私は呆れた視線を送りつつ、大仰にため息をついた。コイツに何を言っても変わらないのだと。



その後は何事もなく食事をして終わった。当然その間も警戒はしていたが、何してこなかった。しかし、事件はその後、私たちが寝たのちに起こった。



私たちの両親は共働きなのでお互い夜遅くに帰ってくる。帰ってきた両親の奇声で私は目を覚ました。
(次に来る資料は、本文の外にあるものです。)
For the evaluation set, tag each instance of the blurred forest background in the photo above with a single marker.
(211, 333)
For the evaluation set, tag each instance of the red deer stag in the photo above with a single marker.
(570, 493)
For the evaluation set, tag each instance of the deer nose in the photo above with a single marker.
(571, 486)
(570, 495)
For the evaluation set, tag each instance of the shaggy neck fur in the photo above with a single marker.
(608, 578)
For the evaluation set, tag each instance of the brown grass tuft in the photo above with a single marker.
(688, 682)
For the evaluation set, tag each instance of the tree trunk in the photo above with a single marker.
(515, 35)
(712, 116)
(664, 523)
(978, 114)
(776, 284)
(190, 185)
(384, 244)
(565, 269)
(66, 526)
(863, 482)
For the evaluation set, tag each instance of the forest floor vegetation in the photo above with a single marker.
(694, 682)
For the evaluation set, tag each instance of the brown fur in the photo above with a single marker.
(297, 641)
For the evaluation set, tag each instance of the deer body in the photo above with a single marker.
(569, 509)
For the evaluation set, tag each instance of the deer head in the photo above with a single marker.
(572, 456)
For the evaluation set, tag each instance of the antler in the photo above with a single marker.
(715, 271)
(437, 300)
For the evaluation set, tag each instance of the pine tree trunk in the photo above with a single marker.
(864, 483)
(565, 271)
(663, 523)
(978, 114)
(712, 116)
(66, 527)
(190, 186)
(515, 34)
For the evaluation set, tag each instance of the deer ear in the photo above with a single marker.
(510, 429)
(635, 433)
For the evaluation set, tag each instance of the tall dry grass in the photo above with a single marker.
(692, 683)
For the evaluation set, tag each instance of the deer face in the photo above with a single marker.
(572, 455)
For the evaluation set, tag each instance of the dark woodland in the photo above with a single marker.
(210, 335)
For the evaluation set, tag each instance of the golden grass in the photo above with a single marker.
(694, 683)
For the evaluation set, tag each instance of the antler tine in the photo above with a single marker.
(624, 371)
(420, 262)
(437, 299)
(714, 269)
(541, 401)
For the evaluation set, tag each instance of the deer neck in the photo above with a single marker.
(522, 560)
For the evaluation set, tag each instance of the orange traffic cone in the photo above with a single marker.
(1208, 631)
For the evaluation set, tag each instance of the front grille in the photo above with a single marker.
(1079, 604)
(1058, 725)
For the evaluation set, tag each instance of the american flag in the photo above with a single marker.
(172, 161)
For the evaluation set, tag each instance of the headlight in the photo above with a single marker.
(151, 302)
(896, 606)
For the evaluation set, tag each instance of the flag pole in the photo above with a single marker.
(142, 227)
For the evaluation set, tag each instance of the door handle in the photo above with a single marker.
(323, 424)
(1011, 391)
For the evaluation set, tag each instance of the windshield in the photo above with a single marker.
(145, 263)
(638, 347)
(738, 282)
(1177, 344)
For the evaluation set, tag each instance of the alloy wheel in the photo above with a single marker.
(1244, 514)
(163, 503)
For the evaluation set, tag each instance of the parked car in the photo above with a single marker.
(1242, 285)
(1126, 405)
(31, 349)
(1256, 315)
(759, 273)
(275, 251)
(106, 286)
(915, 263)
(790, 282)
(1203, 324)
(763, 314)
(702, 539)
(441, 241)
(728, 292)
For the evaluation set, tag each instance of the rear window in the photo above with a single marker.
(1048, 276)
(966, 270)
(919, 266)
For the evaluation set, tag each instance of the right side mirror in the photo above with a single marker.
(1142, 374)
どうやらカナタはアレを片さなかったらしく。食品サンプルと気付かないでレンジでチンをしてしまったということで叱られている。というかしきりに頭をさすっているみたいだ。



『まぁ、うん、自業自得よね』



物陰からその一部始終を眺めながら私は欠伸をした。



「何しとんじゃっ!このバカ息子がっ!!」



「まったくよ!どれだけお母さん達が疲れているか少しは考えなさいよっ!」



「うぐぅ、痛ぇ~」



視線を三人から台所に向けるとそこには食品サンプルだったモノがあった。中身は大丈夫そうだが、器が熱に耐えられなかったのか溶けていた。レンジの中にも癒着したナニかが付いていて焦げ臭かった。



これだけの惨状を起こしておいて、あいつは数日も経てば似たようなことをするのだろう。



『うん。早く家でよ』



巣立ちを胸に秘めて私はまた寝室に戻った。